Construction Law: Choosing the Right Contract for the Job
June 20, 2022


- Lump Sum Contract (also known as fixed price contracts): A lump sum contract sets one determined price for all work done for the project. The contractor submits a total project price instead of bidding on each individual item. Advantages of a lump sum contract include advanced notice of the final price, the contractor having more incentives to reduce costs and increase profit, and incentive to complete the job as soon as possible. A disadvantage of a lump sum contract includes the large portion of assumed risk of the contractors which make contractors reluctant to bid on the contract.
- Unit Price Contract: A unit price contract typically emphasizes the type of task being carried out in addition to the materials used. Under a unit price contract, the contract price is based upon the price of all individual units of the work. Advantages of a unit price contract include the ease of adjusting prices as the scope of the work changes. Disadvantages of a unit price contract include the final cost and deadlines of the project not being defined in the beginning and many times contractor face a delay in the payment that is due.
- Cost Plus Contract: A cost plus contract generally require the owner to pay for all project expenses, like the cost of materials, labor, and any other projects costs. These contracts will also include an agreed-upon amount or percentage that covers the builder’s overhead costs and profit that the owner also pays. Advantages of a cost-plus contract include a greater chance of the project being completed as planned and the chance for additional performance incentives. Disadvantages of a cost-plus contract include the potential additional oversight by the client to ensure the contractor sticks to the budget.

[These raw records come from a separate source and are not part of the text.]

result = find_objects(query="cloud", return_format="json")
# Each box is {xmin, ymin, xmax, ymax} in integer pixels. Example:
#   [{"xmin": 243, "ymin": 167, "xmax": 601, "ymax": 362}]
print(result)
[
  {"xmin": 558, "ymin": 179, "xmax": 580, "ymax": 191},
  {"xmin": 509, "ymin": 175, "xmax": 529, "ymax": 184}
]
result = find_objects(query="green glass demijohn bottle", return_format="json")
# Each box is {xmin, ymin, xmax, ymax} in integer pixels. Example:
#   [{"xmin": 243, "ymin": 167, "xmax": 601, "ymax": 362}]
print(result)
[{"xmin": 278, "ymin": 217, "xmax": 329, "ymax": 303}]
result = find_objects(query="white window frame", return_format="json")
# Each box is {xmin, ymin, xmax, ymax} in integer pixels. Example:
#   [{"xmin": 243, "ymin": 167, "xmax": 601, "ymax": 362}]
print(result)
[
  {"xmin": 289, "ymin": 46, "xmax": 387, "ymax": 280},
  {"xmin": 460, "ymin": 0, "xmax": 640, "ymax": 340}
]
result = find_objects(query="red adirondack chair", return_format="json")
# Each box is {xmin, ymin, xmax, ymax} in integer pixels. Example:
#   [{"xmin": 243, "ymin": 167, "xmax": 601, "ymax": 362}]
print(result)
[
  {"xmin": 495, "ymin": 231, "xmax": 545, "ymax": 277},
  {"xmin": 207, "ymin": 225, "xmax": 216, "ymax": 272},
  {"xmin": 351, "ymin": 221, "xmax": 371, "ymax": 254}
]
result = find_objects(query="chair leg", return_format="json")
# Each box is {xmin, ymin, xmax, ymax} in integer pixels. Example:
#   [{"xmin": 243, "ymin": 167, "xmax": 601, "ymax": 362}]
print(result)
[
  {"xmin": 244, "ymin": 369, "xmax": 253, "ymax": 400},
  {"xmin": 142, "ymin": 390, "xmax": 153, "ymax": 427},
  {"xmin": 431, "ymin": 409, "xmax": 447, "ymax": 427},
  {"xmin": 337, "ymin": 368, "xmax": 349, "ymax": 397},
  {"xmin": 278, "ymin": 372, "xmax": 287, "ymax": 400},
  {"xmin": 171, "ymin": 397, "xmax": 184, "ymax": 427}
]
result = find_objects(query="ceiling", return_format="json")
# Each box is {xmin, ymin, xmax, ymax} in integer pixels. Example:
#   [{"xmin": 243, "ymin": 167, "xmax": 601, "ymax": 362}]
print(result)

- Time and Materials Contract: A time and materials contract defines an hourly rate for builders. In addition to paying this rate, owners also agree to pay any related project costs, which are not noted in the contract as direct, indirect, markup and overhead costs. Advantages of a time and materials contract include the flexibility of change and the contractor being compensated for all work and materials needed for project completion. Disadvantages of a time and materials contract include the uncertainty of the timeline to complete the project and there is a chance the client could run out of money prior to the completion of the contract. Another disadvantage of a time and materials contract is that it may be outbid by a lump sum contract due to the lack of fixed price and timeline.